The long-range implication of his own and others' research on the genetics of alcoholism, Schuckit said, is prevention. If he can find a characteristic that increases the alcoholism risk and then study people who have that characteristic but do not become alcoholic, he could possibly determine what in their environment protects them.

In recognition of his many contributions to research, Schuckit has received numerous awards, including the President's Award from the American Psychiatric Association in 1972, the Distinguished Scientist Award from the Research Society on Alcoholism in 1993, the Middleton Award in 1997, and the Lifetime Achievement Gold Medal Award from the Society of Biological Psychiatry, presented this year.

Beyond Research

Expressing his ideas about training, Schuckit said that one major step toward increasing the diagnosis and treatment of individuals with alcoholism is "to train physicians, nurses, psychologists and other clinicians that their stereotype of what the alcoholic is, is dead wrong."

For example, he explained, the lifetime rate for alcoholism among male graduates of medical schools is roughly the same as for males in the general population, only the graduates are somewhat more functional.

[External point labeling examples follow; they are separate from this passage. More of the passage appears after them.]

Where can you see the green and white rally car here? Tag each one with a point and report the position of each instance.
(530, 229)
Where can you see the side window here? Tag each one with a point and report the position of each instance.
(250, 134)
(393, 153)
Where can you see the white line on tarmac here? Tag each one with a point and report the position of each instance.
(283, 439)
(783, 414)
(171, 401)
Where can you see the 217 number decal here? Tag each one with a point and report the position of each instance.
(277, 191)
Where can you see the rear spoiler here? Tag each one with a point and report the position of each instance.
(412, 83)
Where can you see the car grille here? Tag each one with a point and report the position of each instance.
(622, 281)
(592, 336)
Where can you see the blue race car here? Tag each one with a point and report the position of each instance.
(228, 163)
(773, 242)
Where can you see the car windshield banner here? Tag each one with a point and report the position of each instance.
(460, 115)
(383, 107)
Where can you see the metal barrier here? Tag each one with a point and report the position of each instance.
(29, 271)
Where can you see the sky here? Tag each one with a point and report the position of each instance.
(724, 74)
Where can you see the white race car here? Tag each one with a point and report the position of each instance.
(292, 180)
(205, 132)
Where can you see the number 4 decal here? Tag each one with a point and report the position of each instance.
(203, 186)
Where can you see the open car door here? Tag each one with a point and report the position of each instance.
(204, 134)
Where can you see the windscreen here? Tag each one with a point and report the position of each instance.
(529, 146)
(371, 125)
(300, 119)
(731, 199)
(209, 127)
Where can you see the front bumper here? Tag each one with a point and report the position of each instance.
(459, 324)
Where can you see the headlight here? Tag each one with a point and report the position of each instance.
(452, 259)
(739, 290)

Another aspect of training, he said, is enhancing the clinician's awareness of needing to screen for alcohol and drug dependence in every patient or client who walks into the office.

The diagnosis of alcoholism rests with a good clinical history, according to Schuckit, who noted "There are very good criteria from the DSM or from the ICD ... Just as clinicians know how to diagnose pneumonia and to identify a urinary tract infection, they need to be aware of the substance use disorder criteria as part of their screening," he added.

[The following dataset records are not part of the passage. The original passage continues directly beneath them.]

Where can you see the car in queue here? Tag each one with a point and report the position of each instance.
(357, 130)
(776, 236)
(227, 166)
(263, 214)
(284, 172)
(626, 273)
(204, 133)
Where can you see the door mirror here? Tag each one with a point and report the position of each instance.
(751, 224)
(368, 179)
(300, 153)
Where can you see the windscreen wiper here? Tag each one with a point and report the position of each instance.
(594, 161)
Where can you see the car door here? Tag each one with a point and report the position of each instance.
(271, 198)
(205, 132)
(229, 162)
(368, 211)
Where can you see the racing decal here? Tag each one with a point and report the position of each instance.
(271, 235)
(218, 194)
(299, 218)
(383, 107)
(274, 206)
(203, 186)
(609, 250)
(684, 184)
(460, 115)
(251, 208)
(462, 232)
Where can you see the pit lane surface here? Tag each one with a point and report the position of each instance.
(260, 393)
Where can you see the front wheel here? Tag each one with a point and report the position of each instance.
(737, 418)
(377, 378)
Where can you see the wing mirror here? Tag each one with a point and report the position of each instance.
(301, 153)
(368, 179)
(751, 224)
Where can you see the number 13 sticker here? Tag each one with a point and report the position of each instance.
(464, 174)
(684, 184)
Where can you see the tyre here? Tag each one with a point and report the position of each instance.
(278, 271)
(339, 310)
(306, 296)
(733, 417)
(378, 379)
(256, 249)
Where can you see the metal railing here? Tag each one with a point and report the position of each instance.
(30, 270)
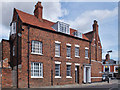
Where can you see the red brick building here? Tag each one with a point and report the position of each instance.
(110, 66)
(57, 54)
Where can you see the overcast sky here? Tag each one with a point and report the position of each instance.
(80, 16)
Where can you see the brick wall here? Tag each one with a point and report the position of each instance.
(48, 39)
(6, 71)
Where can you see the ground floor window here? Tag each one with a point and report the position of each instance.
(36, 69)
(68, 70)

Schuckit also called for clinicians to incorporate into their screening a 10-item, self-administered questionnaire, the World Health Organization's Alcohol Use Disorder Identification Test (AUDIT), which asks people about life problems related to alcohol and drugs (National Institute on Alcohol Abuse and Alcoholism, 2005).

Lastly, Schuckit hopes clinicians will recognize that there are blood tests that are state markers of heavy drinking. These include γ-glutamyl transferase (GGT) and the carbohydrate-deficient form of transferrin (CDT). These blood tests can identify values that, while still often within the normal range, are high enough to raise the suspicion that an individual might be drinking six or more drinks per day on a regular basis.

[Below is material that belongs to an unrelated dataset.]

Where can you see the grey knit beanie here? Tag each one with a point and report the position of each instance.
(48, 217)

Three of Schuckit's books pertain to educating health care professionals and the public about substance use disorders. They are Marc Schuckit's Lectures on Alcohol and Drugs for Health Care Professionals: Instructor's Guide (1998; Addiction Technology Transfer Center of New England); Drug and Alcohol Abuse: A Clinical Guide to Diagnosis and Treatment, Sixth Edition (forthcoming in 2006; Springer) and Educating Yourself About Alcohol and Drugs: A People's Primer (1995; Plenum Press).

Beyond his books, Schuckit has written many book chapters and more than 500 journal articles. He also is the editor of the Journal of Studies on Alcohol and member of the editorial board for several journals, including Addiction and Drug and Alcohol Review.

Even though he juggles many psychiatric and academic pursuits, Schuckit gives top priority to his wife, Judy, and his adult children, Jordan and Dena.

"I was fortunate to always have a wonderful wife who helped me put things into perspective," he said. "There are the real important things in life--your family and the other people you love--and then there are the other important things in life. It has always served me well to try to keep things in that order."

References

National Institute on Alcohol Abuse and Alcoholism (2005), Helping Patient Who Drink Too Much: A Clinician's Guide. Available at: www.niaaa.nih.gov. Accessed Aug. 22.

Schuckit MA (1998), Biological, psychological and environmental predictors of the alcoholism risk: a longitudinal study. J Stud Alcohol 59(5):485-494.

Schuckit MA, Smith TL, Beltran I et al. (2005a), Performance of a self-report measure of the level of response to alcohol in 12- to 13-year-old adolescents. J Stud Alcohol 66(4):452-458.

Schuckit MA, Smith TL, Danko GP et al. (2005b), Evaluation of a level of response to alcohol-based structural equation model in adolescents. J Stud Alcohol 66(2):174-184.